Le Captcha, un "cul-de-sac" pour les aveugles
Le pire? C'est le 'Captcha', cette mosaïque d'images qui demande de sélectionner par exemple des feux de circulation. Passage obligé pour aller plus loin, mais cul-de-sac pour un aveugle. Le 19 mai 2022, à l'occasion de la Journée mondiale de sensibilisation à l'accessibilité, l'association Valentin Haüy publiait un sport vidéo à l'humour grinçant pour alerter l'opinion sur les difficultés que rencontrent les usagers malvoyants "bloqués dans leurs démarches en ligne" (article complet en lien ci-dessous). On y voit un client aveugle, habillé en tenue médiévale, qui, pour régler son panier de course, doit résoudre une énigme, une sorte de "captcha" grandeur nature. L'épicier lui montre une fenêtre, divisée en neuf carreaux laissant apparaître deux vaches qui broutent. "Pour régler, il va falloir sélectionner tous les carreaux avec des vaches", explique-t-il au client incrédule. "Ne pas rendre son site accessible, c'est renvoyer les aveugles au Moyen-Age", affirme l'association à la fin de la vidéo.

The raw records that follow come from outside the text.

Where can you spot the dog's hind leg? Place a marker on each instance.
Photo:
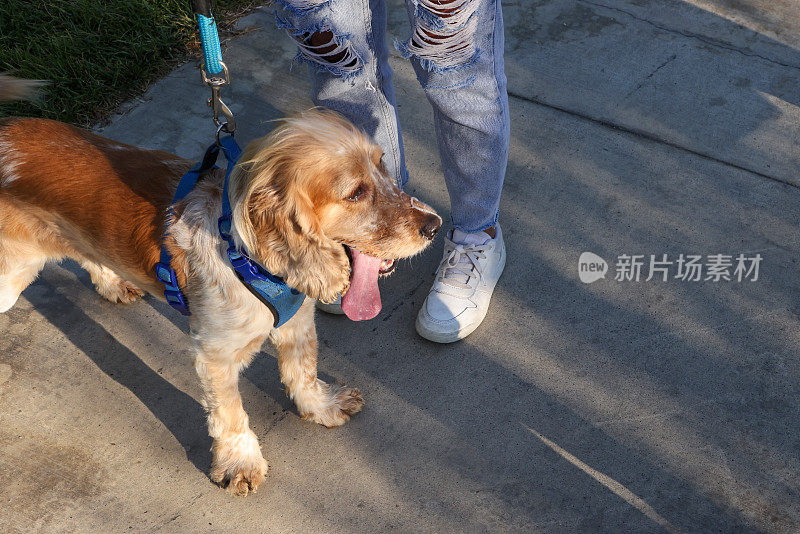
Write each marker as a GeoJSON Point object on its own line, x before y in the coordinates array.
{"type": "Point", "coordinates": [15, 275]}
{"type": "Point", "coordinates": [20, 263]}
{"type": "Point", "coordinates": [326, 404]}
{"type": "Point", "coordinates": [237, 461]}
{"type": "Point", "coordinates": [110, 285]}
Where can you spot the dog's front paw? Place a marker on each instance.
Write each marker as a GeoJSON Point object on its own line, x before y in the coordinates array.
{"type": "Point", "coordinates": [238, 464]}
{"type": "Point", "coordinates": [333, 407]}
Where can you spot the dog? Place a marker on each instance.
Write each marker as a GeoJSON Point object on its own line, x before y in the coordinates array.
{"type": "Point", "coordinates": [308, 200]}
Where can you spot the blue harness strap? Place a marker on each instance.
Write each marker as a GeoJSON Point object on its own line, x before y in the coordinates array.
{"type": "Point", "coordinates": [282, 300]}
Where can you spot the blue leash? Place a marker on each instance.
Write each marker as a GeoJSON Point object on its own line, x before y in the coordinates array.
{"type": "Point", "coordinates": [282, 300]}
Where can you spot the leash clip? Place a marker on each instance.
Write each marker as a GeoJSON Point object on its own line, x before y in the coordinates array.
{"type": "Point", "coordinates": [216, 82]}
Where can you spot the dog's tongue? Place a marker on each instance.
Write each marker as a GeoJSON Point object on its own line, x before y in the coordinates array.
{"type": "Point", "coordinates": [363, 300]}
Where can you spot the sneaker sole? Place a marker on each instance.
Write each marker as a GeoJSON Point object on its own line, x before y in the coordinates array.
{"type": "Point", "coordinates": [452, 337]}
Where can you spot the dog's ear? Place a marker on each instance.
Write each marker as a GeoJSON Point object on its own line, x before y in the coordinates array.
{"type": "Point", "coordinates": [275, 220]}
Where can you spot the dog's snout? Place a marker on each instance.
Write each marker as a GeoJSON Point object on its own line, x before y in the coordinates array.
{"type": "Point", "coordinates": [431, 226]}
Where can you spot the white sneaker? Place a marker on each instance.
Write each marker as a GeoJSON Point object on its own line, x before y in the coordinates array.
{"type": "Point", "coordinates": [465, 280]}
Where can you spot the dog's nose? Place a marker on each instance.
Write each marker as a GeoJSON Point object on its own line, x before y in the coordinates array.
{"type": "Point", "coordinates": [431, 226]}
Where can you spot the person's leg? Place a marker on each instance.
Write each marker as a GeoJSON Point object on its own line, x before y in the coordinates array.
{"type": "Point", "coordinates": [457, 52]}
{"type": "Point", "coordinates": [344, 44]}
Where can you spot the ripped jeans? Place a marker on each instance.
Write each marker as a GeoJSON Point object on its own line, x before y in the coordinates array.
{"type": "Point", "coordinates": [456, 48]}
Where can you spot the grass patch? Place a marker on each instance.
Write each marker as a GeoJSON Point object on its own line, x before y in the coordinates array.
{"type": "Point", "coordinates": [97, 53]}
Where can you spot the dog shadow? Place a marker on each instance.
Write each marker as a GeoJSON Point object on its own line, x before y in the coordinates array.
{"type": "Point", "coordinates": [183, 416]}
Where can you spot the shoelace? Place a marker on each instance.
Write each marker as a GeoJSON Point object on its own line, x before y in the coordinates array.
{"type": "Point", "coordinates": [463, 260]}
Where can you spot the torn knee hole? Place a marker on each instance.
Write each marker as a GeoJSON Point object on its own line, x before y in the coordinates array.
{"type": "Point", "coordinates": [323, 48]}
{"type": "Point", "coordinates": [444, 33]}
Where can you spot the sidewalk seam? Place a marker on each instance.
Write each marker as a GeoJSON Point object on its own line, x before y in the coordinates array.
{"type": "Point", "coordinates": [702, 38]}
{"type": "Point", "coordinates": [650, 137]}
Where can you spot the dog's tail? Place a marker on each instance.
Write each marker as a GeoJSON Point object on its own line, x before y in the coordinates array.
{"type": "Point", "coordinates": [16, 89]}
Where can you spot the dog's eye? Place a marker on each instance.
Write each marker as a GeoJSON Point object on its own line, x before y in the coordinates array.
{"type": "Point", "coordinates": [356, 195]}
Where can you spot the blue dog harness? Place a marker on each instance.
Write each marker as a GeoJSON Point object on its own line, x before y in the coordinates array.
{"type": "Point", "coordinates": [282, 300]}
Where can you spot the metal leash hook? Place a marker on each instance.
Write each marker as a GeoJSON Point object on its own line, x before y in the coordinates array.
{"type": "Point", "coordinates": [216, 82]}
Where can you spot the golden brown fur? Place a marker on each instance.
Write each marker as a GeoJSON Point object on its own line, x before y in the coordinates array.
{"type": "Point", "coordinates": [298, 195]}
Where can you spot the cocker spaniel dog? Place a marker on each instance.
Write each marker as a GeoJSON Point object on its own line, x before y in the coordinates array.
{"type": "Point", "coordinates": [311, 202]}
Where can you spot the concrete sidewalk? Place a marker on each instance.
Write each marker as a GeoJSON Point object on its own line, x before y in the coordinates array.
{"type": "Point", "coordinates": [662, 127]}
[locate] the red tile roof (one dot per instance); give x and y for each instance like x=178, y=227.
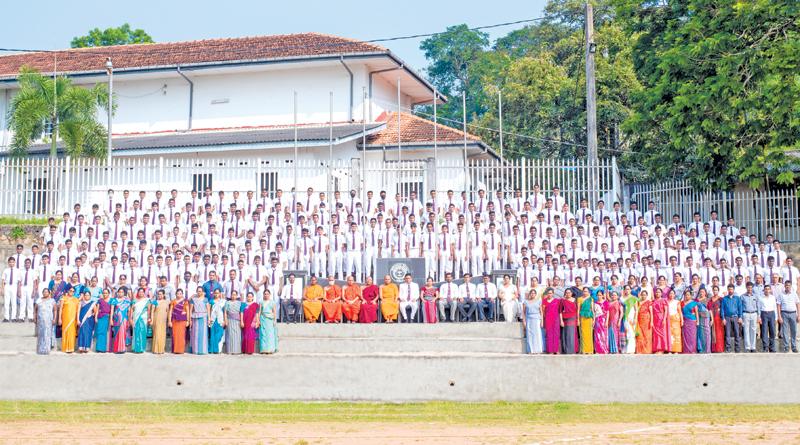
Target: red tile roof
x=414, y=129
x=187, y=53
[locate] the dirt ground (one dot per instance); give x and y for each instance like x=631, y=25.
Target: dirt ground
x=326, y=432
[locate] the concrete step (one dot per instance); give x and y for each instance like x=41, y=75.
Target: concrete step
x=375, y=330
x=354, y=345
x=361, y=345
x=402, y=330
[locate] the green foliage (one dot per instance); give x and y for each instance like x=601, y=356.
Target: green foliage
x=686, y=89
x=71, y=109
x=17, y=233
x=11, y=221
x=721, y=102
x=121, y=35
x=540, y=71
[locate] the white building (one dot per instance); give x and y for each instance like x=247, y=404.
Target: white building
x=230, y=102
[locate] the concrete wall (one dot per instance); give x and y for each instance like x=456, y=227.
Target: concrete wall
x=236, y=97
x=402, y=377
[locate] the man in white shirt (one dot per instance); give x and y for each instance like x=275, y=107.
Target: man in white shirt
x=290, y=300
x=487, y=299
x=467, y=302
x=409, y=298
x=448, y=298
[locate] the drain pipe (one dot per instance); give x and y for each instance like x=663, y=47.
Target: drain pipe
x=349, y=110
x=398, y=67
x=191, y=97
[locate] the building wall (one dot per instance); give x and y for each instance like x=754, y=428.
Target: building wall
x=235, y=97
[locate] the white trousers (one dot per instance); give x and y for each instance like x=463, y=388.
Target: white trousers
x=318, y=264
x=414, y=305
x=354, y=262
x=335, y=264
x=10, y=303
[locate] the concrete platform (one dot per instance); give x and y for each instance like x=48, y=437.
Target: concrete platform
x=353, y=338
x=401, y=377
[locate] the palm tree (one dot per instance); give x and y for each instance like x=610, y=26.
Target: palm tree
x=70, y=111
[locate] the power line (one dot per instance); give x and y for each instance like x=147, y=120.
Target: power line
x=108, y=49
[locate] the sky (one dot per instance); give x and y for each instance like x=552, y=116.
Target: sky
x=51, y=24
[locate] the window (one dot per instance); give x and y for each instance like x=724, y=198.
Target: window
x=200, y=181
x=268, y=181
x=406, y=187
x=39, y=198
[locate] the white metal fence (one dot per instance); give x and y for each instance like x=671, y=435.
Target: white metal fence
x=42, y=187
x=762, y=212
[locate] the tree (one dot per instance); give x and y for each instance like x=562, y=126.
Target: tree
x=122, y=35
x=721, y=90
x=70, y=112
x=454, y=55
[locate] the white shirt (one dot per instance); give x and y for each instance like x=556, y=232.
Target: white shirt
x=409, y=291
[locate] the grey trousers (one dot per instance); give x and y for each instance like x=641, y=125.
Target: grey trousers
x=732, y=341
x=768, y=331
x=789, y=330
x=444, y=304
x=750, y=328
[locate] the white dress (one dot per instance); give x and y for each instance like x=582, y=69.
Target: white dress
x=509, y=304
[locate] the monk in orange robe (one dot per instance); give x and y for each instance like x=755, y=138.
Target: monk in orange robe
x=332, y=305
x=351, y=305
x=390, y=305
x=312, y=301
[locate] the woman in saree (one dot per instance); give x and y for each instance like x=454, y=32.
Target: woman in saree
x=630, y=317
x=351, y=300
x=508, y=294
x=267, y=332
x=332, y=302
x=568, y=318
x=369, y=303
x=217, y=323
x=661, y=289
x=717, y=328
x=140, y=320
x=44, y=316
x=533, y=322
x=586, y=316
x=102, y=319
x=428, y=296
x=234, y=324
x=600, y=309
x=86, y=322
x=58, y=288
x=250, y=322
x=199, y=323
x=675, y=323
x=68, y=320
x=704, y=323
x=644, y=324
x=690, y=322
x=660, y=322
x=614, y=323
x=177, y=321
x=159, y=313
x=120, y=305
x=390, y=305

Les pro du numérique peu formés au handicap
"Acheter des billets de TER pour la Bourgogne est un casse-tête. Le site n'était pas accessible et on m'a dit qu'on n'en vendait pas par téléphone puisqu'il y a des guichets en gare", explique Céline Boeuf, aveugle. Les aveugles peuvent demander une assistance ou une alternative d'achat par téléphone mais elles existent de moins en moins. "Un seul site de courses, Hoora, est accessible aux personnes handicapées", dit Manuel Pereira. Pour être accessible, un site doit avoir été codé dès le début. Or les professionnels du numérique sont rarement formés sur ce sujet, relevaient-ils lors de la réunion cette semaine. "Il faut tester le site sans les images, sans la souris, sans style graphique (couleurs, taille des caractères...). Se demander comment ça marche quand je navigue dessus avec mes oreilles et pas avec mes yeux", explique Romy Duhem-Verdière, du cabinet d'expertise en hautes technologies Octo Technology.
"Faites du bad buzz !"
Un zoom pour agrandir la page, une loupe pour un détail... "Toutes les solutions techniques existent. Mais comme il n'y a pas de lourdes sanctions, ce n'est pas une priorité", explique-t-elle. "Au-delà des aveugles, cela concerne les daltoniens, les dys, les tétraplégiques et, plus largement, ceux qui vieillissent et voient leur vue baisser. Un segment non négligeable de la population", ajoute Mme Duhem-Verdière. "Plaignez-vous ! Faites du 'bad buzz' sur Internet !, disent les professionnels du numérique aux aveugles et malvoyants. Cela nous aide face à nos directions. On a beau leur parler des utilisateurs en situation de handicap, ils n'en ont jamais vu, c'est un peu le 'dahu' pour eux."